# Python Bootcamp Day 6
## Multi-dimensional data with xarray, part 2

# Challenge 

"The World Ocean Atlas (WOA) is a collection of objectively analyzed, quality controlled temperature, salinity, oxygen, phosphate, silicate, and nitrate means based on profile data from the World Ocean Database (WOD). It can be used to create boundary and/or initial conditions for a variety of ocean models, verify numerical simulations of the ocean, and corroborate satellite data." - [NOAA National Centers for Environmental Information](https://www.ncei.noaa.gov/products/world-ocean-atlas)

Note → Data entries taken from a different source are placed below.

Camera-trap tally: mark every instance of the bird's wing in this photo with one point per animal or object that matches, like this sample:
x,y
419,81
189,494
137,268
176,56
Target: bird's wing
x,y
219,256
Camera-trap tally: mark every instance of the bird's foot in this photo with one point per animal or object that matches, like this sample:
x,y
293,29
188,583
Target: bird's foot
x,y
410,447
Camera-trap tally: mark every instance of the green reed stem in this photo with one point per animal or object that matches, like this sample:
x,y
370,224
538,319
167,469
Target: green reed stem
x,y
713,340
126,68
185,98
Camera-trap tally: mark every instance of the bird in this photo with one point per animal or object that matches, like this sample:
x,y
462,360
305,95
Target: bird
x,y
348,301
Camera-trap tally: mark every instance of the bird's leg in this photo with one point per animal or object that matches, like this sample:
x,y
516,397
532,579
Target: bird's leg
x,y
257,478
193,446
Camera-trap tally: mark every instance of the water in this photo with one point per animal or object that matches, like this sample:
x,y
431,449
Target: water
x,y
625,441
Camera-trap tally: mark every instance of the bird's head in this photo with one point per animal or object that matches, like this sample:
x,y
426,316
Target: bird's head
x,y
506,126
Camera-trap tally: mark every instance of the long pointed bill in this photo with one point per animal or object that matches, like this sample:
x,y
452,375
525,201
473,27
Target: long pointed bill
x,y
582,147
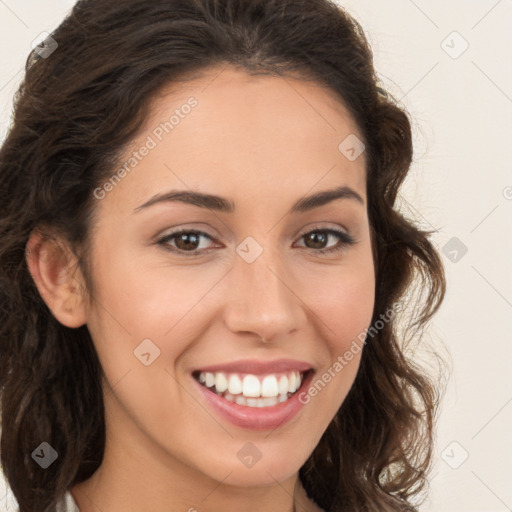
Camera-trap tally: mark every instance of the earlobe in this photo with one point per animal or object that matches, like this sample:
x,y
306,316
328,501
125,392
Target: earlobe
x,y
54,270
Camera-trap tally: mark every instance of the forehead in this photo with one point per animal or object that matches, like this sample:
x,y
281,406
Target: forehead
x,y
224,130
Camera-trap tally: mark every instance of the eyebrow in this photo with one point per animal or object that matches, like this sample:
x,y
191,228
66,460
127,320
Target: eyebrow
x,y
221,204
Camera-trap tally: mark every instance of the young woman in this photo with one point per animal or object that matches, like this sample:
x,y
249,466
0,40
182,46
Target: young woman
x,y
202,267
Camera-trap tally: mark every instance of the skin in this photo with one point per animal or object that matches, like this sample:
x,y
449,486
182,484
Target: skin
x,y
264,143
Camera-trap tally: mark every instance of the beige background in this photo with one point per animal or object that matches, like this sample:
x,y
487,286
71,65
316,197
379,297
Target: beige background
x,y
460,185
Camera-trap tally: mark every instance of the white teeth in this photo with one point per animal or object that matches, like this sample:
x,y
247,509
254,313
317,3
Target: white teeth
x,y
283,385
235,385
209,379
251,388
221,383
269,386
292,382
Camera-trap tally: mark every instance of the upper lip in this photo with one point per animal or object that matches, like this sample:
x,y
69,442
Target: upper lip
x,y
258,367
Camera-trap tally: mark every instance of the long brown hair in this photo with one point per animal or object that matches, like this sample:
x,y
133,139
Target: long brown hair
x,y
78,106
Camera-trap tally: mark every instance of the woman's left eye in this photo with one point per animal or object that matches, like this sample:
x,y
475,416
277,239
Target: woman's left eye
x,y
187,242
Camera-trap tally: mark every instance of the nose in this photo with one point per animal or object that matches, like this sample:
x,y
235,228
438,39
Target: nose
x,y
261,298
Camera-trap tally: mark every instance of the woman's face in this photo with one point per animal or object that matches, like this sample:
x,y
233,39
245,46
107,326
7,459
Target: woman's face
x,y
167,307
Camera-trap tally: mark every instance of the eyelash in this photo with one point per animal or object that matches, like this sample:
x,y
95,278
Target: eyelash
x,y
346,240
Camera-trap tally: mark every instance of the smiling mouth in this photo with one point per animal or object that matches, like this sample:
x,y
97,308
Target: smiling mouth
x,y
253,390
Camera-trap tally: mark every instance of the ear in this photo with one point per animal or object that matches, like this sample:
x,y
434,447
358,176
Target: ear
x,y
55,271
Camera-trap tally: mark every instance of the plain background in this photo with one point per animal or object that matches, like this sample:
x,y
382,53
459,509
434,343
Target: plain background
x,y
449,62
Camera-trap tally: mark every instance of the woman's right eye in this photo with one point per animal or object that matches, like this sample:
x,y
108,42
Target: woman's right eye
x,y
186,241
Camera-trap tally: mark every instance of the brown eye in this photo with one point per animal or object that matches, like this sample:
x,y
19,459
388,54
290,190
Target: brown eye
x,y
186,241
317,240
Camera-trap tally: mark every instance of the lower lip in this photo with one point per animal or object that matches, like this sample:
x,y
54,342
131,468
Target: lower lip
x,y
256,418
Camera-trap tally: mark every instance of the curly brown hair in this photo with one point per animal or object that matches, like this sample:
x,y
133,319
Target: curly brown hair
x,y
75,112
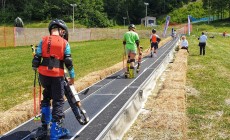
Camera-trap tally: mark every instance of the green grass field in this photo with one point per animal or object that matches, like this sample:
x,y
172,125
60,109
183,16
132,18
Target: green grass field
x,y
16,77
207,108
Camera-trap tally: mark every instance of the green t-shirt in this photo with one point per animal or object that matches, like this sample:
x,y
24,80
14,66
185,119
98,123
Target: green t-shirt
x,y
131,37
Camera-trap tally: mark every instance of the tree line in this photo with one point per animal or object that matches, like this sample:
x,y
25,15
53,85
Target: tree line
x,y
99,13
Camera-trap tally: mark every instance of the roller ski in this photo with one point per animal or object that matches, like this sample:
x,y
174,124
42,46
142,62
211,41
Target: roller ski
x,y
74,102
130,72
40,134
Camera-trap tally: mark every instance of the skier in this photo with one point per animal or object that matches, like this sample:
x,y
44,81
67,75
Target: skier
x,y
154,40
131,43
139,59
52,53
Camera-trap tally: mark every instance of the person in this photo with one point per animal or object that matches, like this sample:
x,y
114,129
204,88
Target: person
x,y
18,24
154,41
184,43
173,33
139,59
202,43
52,53
224,34
131,43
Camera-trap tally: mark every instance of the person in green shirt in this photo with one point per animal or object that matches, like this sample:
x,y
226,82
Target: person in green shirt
x,y
131,44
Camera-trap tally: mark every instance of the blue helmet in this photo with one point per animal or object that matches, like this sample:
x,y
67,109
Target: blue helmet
x,y
57,23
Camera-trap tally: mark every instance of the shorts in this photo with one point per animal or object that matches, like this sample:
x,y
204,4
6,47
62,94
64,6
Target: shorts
x,y
131,51
154,45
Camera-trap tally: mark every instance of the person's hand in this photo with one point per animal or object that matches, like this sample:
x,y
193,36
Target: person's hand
x,y
35,68
71,81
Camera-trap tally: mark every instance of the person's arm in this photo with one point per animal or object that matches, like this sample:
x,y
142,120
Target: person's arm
x,y
37,57
69,63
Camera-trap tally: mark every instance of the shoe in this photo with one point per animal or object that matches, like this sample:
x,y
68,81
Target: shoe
x,y
57,131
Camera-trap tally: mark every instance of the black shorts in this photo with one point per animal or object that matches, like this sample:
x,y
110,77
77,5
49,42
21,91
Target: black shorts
x,y
154,45
202,44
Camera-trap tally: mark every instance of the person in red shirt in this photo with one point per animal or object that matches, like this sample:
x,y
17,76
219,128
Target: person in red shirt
x,y
154,40
52,53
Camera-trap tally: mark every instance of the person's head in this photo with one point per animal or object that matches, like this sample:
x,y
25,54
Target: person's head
x,y
154,31
132,27
183,37
59,26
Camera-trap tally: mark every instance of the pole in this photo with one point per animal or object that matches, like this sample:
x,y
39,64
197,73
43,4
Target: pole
x,y
124,20
146,4
73,5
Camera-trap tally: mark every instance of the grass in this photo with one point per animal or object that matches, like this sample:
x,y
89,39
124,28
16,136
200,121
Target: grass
x,y
208,113
16,77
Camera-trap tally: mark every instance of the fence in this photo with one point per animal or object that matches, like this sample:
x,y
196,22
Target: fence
x,y
16,36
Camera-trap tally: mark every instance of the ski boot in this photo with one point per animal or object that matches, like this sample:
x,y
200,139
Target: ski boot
x,y
42,131
57,131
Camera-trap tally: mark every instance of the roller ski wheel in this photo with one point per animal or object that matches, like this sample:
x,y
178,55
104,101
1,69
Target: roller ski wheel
x,y
126,74
40,134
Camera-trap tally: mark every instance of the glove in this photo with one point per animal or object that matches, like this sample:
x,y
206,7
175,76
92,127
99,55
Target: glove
x,y
71,81
34,68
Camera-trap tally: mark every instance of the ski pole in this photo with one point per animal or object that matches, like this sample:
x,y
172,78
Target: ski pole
x,y
36,116
34,93
124,58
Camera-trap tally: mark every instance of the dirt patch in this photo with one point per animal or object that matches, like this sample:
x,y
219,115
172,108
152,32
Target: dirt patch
x,y
23,112
164,114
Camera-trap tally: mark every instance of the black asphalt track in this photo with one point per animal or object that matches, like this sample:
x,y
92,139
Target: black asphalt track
x,y
102,101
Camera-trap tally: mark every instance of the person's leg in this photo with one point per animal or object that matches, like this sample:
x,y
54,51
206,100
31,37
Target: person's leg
x,y
200,50
45,103
57,130
204,49
152,49
42,131
132,63
127,64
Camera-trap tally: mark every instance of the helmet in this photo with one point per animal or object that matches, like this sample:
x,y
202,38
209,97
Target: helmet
x,y
57,23
132,26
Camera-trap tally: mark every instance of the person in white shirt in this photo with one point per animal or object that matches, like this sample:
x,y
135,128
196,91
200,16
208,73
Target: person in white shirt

In this challenge, we will explore WOA temperature and oxygen climatologies. A climatology indicates the average environmental conditions over a long period of time, generally 30 years or more. Here, we are looking at annual means, so all seasonal variability has been removed. 

### Tasks: 

1) **Find Data** 
    * Starting from this website, navigate to the OPENDAP link for temperature and dissolved oxygen and open these datasets in your notebook using xarray.open_dataset(). https://www.ncei.noaa.gov/access/world-ocean-atlas-2018/
    * Hint: Select 1 degree NetCDF output for "Averaged Decades Years", then select the annual file. (For the oxygen dataset, only one time period is available)
<br><br>
2) **Understand the Datasets**
    * Look through the netcdf metadata. Select the variables of interest.
    * You may find the dataset documentation useful: https://www.ncei.noaa.gov/sites/default/files/2020-04/woa18documentation.pdf
    * Note the different time periods for temperature and oxygen (1981-2010 vs. 1955-2010). This is not ideal, but we'll have to work with the data that is easily accessible. 
<br><br>
3) **Merge Temperature and Oxygen into one dataset**
    * Hint: https://docs.xarray.dev/en/latest/generated/xarray.Dataset.merge.html
<br><br>
4) **Select surface-level values**

5) **Make maps of temperature and oxygen annual mean climatologies**

6) **Calculate correlation between temperature datasets**
    * Import the mean SST netcdf that we exported earlier
    * Calculate the Pearson correlation coefficient between the two temperature datasets
    * Hint: https://docs.xarray.dev/en/stable/generated/xarray.corr.html?highlight=corr
    * How well do the climatologies match up?
<br><br>
7) **Calculate correlation between WOA temperature and oxygen**
    * First, make a scatter plot of temperature vs. oxygen. Does this relationship make sense based on our knowledge of chemistry?
    * Calculate the Pearson correlation coefficient
<br><br>
8) **Calculate the line of best fit**
    * Hint: 

        ```
        # Import stats module
        from scipy import stats
        # Create 1-D numpy arrays
        x = woa_data_surface.t_an.to_numpy().flatten()
        y = woa_data_surface.o_an.to_numpy().flatten()
        # Remove np.nan values by masking
        mask = ~np.isnan(x) & ~np.isnan(y)
        slope, intercept, r_value, p_value, std_err = stats.linregress(x[mask], y[mask])
        ```
<br>
9) **Add the line of best fit to your scatter plot**

10) **Visualize spatially**
    * While most points sit close to the line of best fit, we see some points where our expected oxygen does not match what we observe. Why might this be the case? To investigate, let's plot these points spatially so that we can see if spatial patterns emerge. 
    * Use the line of best fit, to calculate the 'expected_o2', and add this as a new variable in your dataset. This is the oxygen concentration that we would estimate based on temperature measurements alone.
    * Now, calculate the difference between the 'expected_o2' and the measured value. 
    * Plot this difference on a map. What spatial trends do you observe? Any ideas about why the observed oxygen differs from the expected value in these regions?